I was explaining to a developer today how Oracle doesn’t support auto-increment columns for IDs and how you have to implement your own. I wanted to point him to a tutorial but I found that most of the tutorials have PL/SQL code with unexplained side effects. So I thought I’d post some Oracle PL/SQL code that behaves just like a MySQL or PostgreSQL auto-increment column, but which also fixes the sequence number when an application provides its own ID number for a record, which is one place where MySQL and PostgreSQL autoincrement columns fail.
Step 1: Know the names of your tablespaces. Know which tablespace you want to use for your tables and which tablespace you want to use for your indexes. Don’t assume that Oracle is going to put the table in the right place. To get a list of available tablespaces:
select tablespace_name from user_tablespaces;
Step 2: Create your table. In this example the table is built in the tablespace TDATA and the primary key index is built in the tablespace INDX.
create table example ( id number not null, name varchar2(30), constraint example_pk primary key(id) using index tablespace INDX ) tablespace TDATA;
Note that by declaring the id column “not null” you can’t add a record with an empty ID field, ever.
Creating the primary key constraint on a separate line allows us to name the constraint, which can be handy when you’re looking through the data dictionary later on trying to figure out which constraint does what.
Step 3: Create a sequence. In this case I create an ID sequence that starts at 1 and goes on from there. If you want to start your ID sequence with a different number, or increment by some other amount, change these values.
create sequence example_id_seq start with 1 increment by 1;
Step 4: Create a trigger. This is what does the actual work setting the ID number. There are many ways to do this, here are two:
Method 1: Use a sequence-generated ID for all IDs.
create or replace trigger example_insert before insert on example for each row begin select example_id_seq.nextval into :new.id from dual; end; /
Method 1 will always use a sequence-generated ID no matter what.
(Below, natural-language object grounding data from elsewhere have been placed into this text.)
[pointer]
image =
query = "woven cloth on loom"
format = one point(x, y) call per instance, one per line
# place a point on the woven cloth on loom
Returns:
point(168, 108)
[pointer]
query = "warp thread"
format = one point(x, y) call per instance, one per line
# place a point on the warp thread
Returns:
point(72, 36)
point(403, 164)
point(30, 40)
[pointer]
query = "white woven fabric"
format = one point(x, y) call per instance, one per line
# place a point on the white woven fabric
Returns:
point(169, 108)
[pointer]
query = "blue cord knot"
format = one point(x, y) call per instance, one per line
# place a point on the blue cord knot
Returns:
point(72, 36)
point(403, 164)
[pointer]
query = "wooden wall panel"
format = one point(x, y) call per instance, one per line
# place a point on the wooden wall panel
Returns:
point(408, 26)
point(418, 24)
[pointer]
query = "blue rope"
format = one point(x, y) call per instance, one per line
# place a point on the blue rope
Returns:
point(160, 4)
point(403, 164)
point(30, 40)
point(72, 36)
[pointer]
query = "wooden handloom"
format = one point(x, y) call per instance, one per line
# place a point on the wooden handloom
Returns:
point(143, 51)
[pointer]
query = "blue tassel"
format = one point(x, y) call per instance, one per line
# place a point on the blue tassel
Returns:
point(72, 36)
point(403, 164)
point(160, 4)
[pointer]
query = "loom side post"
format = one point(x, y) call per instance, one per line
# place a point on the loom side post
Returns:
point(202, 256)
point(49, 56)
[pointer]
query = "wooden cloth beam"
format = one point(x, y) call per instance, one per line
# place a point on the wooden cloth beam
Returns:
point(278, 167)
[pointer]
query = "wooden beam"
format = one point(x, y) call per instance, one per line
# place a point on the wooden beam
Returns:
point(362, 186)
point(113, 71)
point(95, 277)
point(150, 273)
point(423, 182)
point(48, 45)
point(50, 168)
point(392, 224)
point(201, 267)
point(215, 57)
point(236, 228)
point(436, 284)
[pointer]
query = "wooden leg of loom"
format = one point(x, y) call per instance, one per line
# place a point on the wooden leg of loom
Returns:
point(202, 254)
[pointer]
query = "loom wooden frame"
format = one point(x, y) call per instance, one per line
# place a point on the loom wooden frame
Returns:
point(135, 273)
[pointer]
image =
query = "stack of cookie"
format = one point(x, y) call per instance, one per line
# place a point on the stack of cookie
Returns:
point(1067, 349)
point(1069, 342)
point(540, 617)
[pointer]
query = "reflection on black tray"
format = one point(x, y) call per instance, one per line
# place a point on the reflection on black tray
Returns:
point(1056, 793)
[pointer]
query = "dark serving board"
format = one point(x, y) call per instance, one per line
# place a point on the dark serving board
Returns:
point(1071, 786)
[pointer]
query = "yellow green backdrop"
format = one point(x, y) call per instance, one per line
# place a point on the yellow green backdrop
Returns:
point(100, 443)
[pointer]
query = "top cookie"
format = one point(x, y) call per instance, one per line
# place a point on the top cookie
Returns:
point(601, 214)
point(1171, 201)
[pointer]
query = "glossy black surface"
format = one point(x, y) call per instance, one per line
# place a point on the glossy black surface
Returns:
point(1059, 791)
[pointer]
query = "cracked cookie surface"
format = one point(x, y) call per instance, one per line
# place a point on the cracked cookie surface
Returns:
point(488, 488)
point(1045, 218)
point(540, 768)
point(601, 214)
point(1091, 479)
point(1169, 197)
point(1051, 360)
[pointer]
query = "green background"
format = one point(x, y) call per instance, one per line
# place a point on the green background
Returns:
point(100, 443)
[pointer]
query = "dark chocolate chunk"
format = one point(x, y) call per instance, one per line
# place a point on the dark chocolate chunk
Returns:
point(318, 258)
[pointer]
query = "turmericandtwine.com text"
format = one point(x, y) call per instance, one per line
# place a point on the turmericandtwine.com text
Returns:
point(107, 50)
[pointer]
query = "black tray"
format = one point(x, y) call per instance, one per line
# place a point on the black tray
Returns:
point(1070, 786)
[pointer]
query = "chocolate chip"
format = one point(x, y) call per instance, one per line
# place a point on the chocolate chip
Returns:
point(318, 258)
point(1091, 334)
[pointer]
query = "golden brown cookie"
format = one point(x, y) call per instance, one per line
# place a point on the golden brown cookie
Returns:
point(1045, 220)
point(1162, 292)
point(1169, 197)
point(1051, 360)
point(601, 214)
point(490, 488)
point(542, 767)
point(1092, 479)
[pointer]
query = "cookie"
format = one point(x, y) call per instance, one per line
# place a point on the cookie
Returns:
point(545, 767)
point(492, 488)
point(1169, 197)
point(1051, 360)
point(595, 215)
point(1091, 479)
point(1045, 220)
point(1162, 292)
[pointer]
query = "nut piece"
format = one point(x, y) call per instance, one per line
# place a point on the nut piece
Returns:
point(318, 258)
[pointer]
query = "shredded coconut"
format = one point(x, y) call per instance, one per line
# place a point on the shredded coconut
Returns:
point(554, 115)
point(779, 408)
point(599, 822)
For example:
SQL> insert into example (id, name) values (100, 'Earl'); 1 row created. SQL> insert into example (name) values ('Cleopatra'); 1 row created. SQL> insert into example (name) values ('Frankenstein'); 1 row created. SQL> select * from example; ID NAME ---------- ------------------------------ 1 Earl 2 Cleopatra 3 Frankenstein
In this case the trigger-supplied ID 1 overwrote the user-supplied id 100.
Method 2: Allow users to supply their own IDs when they want to.
create or replace trigger example_insert before insert on example for each row declare max_id number; cur_seq number; begin if :new.id is null then -- No ID passed, get one from the sequence select example_id_seq.nextval into :new.id from dual; else -- ID was set via insert, so update the sequence select greatest(nvl(max(id),0), :new.id) into max_id from example; select example_id_seq.nextval into cur_seq from dual; while cur_seq < max_id loop select example_id_seq.nextval into cur_seq from dual; end loop; end if; end; /
Method 2 will use the sequence-generated ID if the insert statement doesn’t supply an ID, which is what MySQL and PostgreSQL do. It also updates the sequence so that the next value of the sequence won’t collide with IDs supplied by an insert statement.
For example, let’s say I’m using Trigger Method 2 and just loaded the table with a bunch of old data, including old ID numbers.
SQL> delete from example; 3 rows deleted. SQL> insert into example (id, name) values (200, 'Cleopatra'); 1 row created. SQL> insert into example (id, name) values (300, 'Frankenstein'); 1 row created. SQL> insert into example (name) values ('Earl'); 1 row created. SQL> select * from example; ID NAME ---------- ------------------------------ 200 Cleopatra 300 Frankenstein 301 Earl
The last record added gets an ID of 301.